Cria da Vila do João, Retinto Fecar conta que desde criança dançava com sua mãe, onde nasceu a vontade de estar perto das ações culturais da favela
Rahzel Alec*
A favela é um território de criatividade: aqui nascem os crias, as músicas, as comidas típicas, a farofada, as gambiarras e sempre tem espaço para um novo puxadinho. O Conjunto de Favelas da Maré não fica fora disso e, mesmo com 16 favelas e 140 mil habitantes, quem vê de fora consegue captar que essa terra tem espaço para todo mundo e mais um pouco. Assim como outros territórios de periferia que foram marginalizados desde o seu início, a Maré também precisou se movimentar para lutar contra o racismo, a violência policial e outras dores que afetam todos os moradores, como a falta de água e o acesso à saúde de qualidade.

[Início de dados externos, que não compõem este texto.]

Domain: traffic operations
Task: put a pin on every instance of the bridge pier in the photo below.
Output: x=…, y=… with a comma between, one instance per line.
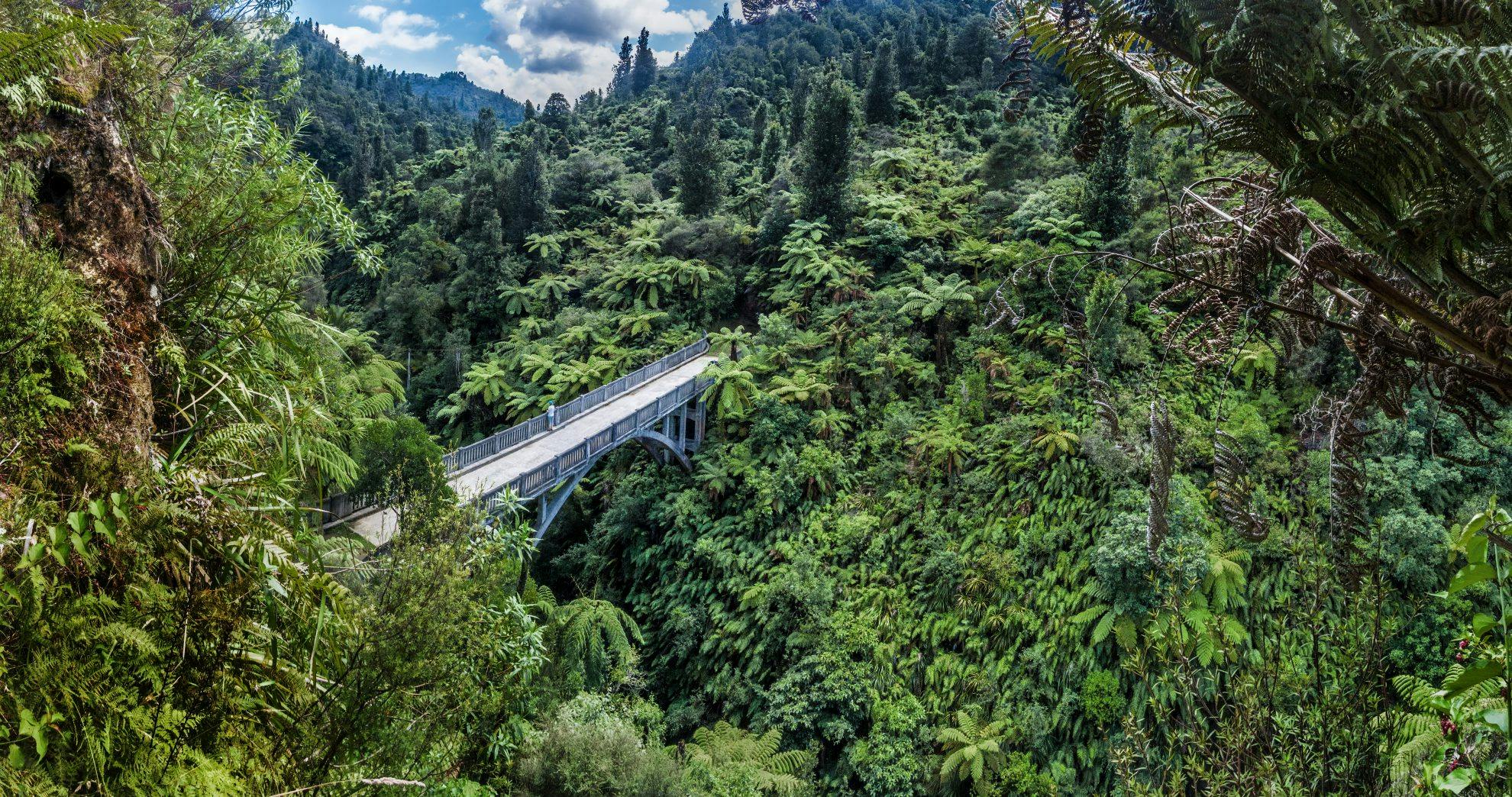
x=680, y=436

A partir das iniciativas culturais, de esporte, cuidado e incidência política que surgiram ao longo dos anos, através dos próprios moradores, muitos crias tiveram a oportunidade de enxergar novos caminhos para preservar a identidade das favelas a partir de suas histórias e das histórias de suas famílias e, com isso, muitas dessas produções e iniciativas que pensam no bem estar, na criatividade e na liberdade do favelado surgiram dentro desse território.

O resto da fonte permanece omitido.